I have been reading newspapers since I was about 14 years old. Over the past 40 years I have read one constant complaint in the court pages, the issue of lost files. I do not know what file storage and retrieval equipment was available to the prosecutor’s office 40 years ago, but how is it possible that in 2018, files can still go missing?
Why can’t the files be stored on a computer, or on an external hard-drive if security is a concern. Why can’t they be updated as necessary as the case is investigated, and then simply printed when needed by the court. How can files go missing in 2018?
The real question is: why is the prosecutor’s office so badly managed that files can go missing in 2018. Even if the police reports are handwritten, and photographs are developed on photographic paper, these documents can easily be scanned into a computer. If the prosecutor’s office does not have a scanner, then there are cheap scan apps on smartphones that can do an acceptable job. I do not understand how files can go missing in 2018. It simply makes no rational sense.
Even if the physical file was misplaced, or removed, the digital copy on the computer, or stored on the Internet, can be accessed, printed and taken to court. How can any prosecutor stand up in court in 2018, and give the inexcusable excuse that the file is missing? It takes significantly more effort to actually lose a file, than to store it on a computer and print it when it is needed. How is this excuse even tolerated in our courts?

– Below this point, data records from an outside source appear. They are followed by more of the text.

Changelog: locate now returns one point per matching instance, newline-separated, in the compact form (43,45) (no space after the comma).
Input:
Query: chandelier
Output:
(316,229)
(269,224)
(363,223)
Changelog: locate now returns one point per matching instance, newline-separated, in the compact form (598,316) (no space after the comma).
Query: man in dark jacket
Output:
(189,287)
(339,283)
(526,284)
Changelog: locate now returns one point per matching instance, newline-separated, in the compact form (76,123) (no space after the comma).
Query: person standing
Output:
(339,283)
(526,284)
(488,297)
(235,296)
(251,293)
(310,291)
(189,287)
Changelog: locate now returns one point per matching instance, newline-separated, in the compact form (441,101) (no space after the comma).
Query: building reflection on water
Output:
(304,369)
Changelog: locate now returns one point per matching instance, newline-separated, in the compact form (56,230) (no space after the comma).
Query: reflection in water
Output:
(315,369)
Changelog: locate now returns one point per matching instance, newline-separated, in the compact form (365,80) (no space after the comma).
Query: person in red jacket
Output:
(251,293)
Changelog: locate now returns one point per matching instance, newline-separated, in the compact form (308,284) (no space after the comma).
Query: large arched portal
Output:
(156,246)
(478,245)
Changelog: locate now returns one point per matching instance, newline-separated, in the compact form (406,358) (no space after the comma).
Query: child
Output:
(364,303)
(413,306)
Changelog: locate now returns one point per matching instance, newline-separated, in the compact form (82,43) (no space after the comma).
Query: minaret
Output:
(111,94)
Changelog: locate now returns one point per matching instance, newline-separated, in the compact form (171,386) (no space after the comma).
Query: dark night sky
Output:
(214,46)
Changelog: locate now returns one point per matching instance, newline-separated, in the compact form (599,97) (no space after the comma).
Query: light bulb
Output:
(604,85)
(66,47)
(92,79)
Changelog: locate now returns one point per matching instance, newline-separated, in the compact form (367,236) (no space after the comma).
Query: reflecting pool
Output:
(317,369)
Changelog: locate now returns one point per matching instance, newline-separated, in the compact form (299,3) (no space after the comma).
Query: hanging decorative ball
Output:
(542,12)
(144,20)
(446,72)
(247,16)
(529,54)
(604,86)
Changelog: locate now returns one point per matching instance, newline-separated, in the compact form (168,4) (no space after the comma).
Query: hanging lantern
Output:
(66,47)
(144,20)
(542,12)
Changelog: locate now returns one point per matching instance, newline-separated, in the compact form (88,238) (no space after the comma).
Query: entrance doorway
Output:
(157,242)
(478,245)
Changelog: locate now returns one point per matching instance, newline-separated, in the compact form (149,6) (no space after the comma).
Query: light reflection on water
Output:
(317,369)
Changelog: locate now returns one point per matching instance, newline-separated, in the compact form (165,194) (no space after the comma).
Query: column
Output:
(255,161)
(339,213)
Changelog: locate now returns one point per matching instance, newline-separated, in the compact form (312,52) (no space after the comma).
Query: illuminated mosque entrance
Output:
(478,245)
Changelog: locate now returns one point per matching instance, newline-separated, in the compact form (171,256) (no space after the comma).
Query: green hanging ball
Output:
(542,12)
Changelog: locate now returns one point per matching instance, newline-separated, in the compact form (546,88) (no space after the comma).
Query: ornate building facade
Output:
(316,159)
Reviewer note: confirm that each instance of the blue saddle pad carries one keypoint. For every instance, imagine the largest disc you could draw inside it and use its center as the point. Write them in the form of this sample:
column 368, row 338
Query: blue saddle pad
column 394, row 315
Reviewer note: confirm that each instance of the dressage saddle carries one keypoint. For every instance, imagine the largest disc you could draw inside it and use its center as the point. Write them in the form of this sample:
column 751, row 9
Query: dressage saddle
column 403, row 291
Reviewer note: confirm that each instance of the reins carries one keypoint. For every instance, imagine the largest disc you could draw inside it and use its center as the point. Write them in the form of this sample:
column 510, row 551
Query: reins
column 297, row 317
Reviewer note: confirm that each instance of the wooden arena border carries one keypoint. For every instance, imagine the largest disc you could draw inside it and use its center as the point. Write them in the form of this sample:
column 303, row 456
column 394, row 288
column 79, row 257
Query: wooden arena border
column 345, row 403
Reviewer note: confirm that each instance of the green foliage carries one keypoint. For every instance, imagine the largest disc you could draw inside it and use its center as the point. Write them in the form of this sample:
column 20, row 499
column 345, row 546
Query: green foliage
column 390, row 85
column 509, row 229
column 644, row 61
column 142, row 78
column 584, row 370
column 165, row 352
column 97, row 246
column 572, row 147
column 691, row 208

Since the obvious problem is one of poor management, the prosecutor’s office needs to implement the international customer-focused management standard, ISO 9001, with dispatch. The customers of the court may be languishing at HMP Dodds Prison on remand for years, while perhaps the simplest of all court problems remains unsolvable by those responsible for solving crimes.
The implementation of the ISO 9001 quality management standard across all government services, will signal the end of the: lost documents, long time-wasting lines, wasted supplies, unproductivity, inefficiency, and the high cost of doing business with the Government of Barbados. A Solutions Barbados administration is committed to implementing this customer-focused management system immediately upon taking office, for the benefit of us all.
Clearly, losing files for at least 40 years, when the solution is so easily affordable and within easy reach, with almost no effort required to effectively address this simple matter, has to rank as one of the highest forms of mismanagement imaginable. Can somebody please do their job?